The Internet of Things might be the next major world changing space in terms of connectivity and mobility, but in its current state there aren’t many consumer applications that can help familiarize the general public with the major benefits that M2M can bring to everyday life. Connected cars and wearable tech are almost accessible to the average end user, but the concept of IoT is alien to the majority of people.
Pixie is a new solution that might change that. Billed as going “beyond the Internet of Things”, Pixie introduces a Location of Things network. The developers behind Pixie describe this innovation as an essential identity aspect to the machine to machine network – IoT connects everything to the Internet, but LoT allows those things to be identified and located by a user.
Users attach Pixie Points, connected gadgets, to items that they would like to keep track of, create a profile on the Pixie app and then have their own local network of things.
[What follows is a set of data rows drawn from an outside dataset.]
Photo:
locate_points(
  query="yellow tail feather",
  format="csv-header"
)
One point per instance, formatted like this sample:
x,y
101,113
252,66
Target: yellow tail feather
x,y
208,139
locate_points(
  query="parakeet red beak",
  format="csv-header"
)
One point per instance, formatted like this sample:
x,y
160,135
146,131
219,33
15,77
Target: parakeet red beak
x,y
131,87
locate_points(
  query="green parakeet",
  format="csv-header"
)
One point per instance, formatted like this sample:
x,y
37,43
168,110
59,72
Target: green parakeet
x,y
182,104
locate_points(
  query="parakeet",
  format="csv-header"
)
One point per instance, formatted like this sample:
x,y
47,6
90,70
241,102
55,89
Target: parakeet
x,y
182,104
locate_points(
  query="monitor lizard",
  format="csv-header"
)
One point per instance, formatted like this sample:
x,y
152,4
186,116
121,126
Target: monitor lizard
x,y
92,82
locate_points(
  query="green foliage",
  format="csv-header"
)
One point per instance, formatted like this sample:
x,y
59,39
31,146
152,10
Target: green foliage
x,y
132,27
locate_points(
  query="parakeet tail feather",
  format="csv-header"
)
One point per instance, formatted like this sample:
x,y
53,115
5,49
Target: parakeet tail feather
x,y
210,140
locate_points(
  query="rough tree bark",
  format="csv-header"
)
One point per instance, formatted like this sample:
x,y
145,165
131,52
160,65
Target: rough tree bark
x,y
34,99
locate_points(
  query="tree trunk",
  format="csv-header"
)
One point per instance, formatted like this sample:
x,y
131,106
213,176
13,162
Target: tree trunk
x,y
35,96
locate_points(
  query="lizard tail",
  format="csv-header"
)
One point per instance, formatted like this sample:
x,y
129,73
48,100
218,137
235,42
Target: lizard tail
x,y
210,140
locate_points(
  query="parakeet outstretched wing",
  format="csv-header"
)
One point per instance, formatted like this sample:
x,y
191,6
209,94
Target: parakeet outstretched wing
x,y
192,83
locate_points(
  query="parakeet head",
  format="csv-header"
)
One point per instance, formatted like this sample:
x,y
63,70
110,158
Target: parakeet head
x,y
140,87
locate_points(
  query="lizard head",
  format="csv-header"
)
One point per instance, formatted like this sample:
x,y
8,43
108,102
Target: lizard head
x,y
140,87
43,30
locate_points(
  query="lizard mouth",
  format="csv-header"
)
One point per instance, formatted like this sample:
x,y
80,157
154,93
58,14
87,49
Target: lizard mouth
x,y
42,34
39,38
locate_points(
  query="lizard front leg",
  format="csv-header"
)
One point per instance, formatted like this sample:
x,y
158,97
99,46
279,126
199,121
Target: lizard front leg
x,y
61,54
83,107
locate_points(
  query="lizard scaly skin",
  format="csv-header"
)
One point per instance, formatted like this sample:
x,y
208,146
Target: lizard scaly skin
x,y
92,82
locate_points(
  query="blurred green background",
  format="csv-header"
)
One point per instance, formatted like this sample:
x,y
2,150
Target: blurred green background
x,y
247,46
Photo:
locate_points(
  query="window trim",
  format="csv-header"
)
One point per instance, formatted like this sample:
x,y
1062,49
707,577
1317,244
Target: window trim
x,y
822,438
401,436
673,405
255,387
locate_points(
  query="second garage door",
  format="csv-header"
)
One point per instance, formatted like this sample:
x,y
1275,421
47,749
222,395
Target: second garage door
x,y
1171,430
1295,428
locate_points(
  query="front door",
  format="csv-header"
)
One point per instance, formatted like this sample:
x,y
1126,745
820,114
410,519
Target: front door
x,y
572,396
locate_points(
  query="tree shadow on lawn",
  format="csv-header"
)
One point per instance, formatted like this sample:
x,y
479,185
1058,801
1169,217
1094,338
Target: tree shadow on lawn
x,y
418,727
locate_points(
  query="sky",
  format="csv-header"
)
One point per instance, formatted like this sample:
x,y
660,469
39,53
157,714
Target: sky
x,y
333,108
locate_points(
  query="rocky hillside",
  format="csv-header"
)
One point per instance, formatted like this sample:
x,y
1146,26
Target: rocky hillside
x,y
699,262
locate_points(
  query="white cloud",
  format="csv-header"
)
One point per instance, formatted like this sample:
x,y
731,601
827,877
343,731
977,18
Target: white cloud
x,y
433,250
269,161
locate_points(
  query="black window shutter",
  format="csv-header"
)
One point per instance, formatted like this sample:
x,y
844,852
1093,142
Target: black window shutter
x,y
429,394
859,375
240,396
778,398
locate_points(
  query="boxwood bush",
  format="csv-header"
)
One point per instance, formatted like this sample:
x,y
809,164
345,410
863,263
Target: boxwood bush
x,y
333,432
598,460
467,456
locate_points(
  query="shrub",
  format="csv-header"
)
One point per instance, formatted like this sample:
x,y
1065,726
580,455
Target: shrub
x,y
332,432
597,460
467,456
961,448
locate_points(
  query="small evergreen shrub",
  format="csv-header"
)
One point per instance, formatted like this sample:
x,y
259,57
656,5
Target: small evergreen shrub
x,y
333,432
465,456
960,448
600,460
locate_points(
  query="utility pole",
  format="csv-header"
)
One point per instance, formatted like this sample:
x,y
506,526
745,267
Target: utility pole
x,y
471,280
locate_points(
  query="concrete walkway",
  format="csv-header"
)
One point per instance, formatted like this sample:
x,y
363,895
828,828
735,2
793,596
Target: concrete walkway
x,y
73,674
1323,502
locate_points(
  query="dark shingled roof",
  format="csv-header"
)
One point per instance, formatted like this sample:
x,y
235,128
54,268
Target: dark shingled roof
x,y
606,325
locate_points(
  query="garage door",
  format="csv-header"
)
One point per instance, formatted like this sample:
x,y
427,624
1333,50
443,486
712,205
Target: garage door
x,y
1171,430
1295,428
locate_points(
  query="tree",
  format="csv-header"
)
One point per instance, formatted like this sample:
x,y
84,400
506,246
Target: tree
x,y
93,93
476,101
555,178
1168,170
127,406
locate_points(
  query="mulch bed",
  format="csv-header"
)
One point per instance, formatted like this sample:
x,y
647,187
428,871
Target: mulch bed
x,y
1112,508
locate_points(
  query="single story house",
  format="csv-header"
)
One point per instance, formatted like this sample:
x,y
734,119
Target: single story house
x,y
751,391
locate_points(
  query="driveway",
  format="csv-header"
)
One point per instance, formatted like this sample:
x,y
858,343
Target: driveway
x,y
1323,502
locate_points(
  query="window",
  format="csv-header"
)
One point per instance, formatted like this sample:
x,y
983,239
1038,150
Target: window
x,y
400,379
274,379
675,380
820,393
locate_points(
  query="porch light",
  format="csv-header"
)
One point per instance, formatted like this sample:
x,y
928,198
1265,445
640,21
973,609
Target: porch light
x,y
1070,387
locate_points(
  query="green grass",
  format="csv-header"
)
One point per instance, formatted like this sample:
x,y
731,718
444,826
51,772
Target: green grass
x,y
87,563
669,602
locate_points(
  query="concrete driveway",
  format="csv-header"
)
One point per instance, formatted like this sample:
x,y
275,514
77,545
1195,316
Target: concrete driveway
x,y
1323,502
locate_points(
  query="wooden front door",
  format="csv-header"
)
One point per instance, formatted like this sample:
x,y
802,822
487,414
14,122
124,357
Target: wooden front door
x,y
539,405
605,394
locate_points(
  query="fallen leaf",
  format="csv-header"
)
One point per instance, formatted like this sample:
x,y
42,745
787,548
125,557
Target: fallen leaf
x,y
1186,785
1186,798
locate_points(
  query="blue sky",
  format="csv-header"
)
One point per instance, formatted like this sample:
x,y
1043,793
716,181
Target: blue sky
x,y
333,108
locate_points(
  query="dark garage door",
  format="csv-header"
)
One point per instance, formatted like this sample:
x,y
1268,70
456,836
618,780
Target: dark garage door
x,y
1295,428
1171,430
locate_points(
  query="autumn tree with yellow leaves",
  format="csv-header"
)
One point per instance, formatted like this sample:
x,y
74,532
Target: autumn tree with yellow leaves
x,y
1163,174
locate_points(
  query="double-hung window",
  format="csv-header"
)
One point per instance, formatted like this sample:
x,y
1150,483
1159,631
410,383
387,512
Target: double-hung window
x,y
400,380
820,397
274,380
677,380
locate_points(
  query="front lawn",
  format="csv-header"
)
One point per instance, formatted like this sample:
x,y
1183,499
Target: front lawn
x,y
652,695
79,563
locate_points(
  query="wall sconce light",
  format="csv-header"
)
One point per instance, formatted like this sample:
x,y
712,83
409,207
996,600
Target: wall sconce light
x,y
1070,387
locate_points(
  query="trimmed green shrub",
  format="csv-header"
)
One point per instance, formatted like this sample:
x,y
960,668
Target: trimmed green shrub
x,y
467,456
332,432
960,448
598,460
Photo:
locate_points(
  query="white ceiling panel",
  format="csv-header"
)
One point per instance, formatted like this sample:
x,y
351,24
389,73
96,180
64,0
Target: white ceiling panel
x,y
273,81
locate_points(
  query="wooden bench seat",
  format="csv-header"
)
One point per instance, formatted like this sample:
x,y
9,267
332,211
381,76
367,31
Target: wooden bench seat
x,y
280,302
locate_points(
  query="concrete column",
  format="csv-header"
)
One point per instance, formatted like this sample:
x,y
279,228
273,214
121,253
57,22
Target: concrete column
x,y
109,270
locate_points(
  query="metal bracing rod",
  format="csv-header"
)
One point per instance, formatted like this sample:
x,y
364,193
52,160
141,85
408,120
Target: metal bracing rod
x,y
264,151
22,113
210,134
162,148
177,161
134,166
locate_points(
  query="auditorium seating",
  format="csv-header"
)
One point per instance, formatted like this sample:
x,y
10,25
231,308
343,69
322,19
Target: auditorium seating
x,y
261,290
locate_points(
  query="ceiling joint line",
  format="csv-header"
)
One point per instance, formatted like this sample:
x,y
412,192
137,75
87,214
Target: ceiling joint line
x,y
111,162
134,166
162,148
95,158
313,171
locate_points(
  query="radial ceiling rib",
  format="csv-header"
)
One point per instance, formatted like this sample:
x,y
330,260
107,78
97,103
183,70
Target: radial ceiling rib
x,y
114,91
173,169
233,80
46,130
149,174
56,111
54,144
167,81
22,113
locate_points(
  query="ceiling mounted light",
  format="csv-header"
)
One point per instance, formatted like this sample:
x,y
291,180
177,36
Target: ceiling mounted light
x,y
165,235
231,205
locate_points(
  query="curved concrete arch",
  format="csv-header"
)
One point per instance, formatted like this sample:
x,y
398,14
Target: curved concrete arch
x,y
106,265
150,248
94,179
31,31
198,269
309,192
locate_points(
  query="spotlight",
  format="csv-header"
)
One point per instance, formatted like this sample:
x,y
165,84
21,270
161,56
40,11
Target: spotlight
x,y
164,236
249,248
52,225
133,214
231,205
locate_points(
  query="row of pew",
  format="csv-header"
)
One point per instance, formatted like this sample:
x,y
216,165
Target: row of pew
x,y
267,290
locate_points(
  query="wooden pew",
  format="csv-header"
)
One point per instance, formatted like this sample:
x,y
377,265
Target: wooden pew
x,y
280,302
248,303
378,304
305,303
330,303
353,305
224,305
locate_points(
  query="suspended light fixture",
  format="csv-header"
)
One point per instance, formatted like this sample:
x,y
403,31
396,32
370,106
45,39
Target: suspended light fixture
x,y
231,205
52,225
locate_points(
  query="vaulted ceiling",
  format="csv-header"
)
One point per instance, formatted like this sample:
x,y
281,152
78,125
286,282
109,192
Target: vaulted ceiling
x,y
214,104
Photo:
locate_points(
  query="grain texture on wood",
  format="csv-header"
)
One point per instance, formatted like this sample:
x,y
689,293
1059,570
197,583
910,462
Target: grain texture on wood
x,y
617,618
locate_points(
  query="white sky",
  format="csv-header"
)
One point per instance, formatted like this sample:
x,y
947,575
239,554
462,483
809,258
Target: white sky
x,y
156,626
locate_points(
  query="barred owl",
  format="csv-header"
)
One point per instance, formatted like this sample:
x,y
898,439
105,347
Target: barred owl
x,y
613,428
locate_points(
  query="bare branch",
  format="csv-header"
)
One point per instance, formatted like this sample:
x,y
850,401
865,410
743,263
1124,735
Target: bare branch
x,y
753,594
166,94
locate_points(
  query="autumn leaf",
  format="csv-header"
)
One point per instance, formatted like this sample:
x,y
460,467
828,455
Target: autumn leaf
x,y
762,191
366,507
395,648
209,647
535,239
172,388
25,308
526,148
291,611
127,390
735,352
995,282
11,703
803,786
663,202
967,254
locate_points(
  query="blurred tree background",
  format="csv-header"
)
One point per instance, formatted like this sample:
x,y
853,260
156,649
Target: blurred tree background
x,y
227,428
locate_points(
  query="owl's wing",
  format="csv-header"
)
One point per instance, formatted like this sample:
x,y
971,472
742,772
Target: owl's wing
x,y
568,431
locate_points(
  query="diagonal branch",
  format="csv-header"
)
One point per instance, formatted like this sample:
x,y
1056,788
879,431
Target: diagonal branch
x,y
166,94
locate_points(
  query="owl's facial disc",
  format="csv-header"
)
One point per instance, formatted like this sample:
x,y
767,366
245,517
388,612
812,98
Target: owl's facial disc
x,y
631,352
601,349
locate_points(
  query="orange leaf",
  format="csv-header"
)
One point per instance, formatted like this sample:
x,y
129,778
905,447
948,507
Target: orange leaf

At any given moment a user can see the location of an object that’s been added to their personal Pixie ecosystem. The concept is best described through an introductory video on the product’s website, and it immediately seems more attractive (from an everyday practical use perspective) than, say a connected smoke detector.
We have explored the ideas that location is a key element in next generation mobile identity here at Mobile ID World before, and Pixie seems to be a highly accessible illustration of this concept, albeit optimized for physical objects (though, ostensibly one could attach a Pixie Point to one’s child and identify him with Location of Things).
If Pixie catches on it has the potential to popularize the Internet of Things in a way similar to how Apple’s Touch ID brought fingerprint biometrics to the mainstream.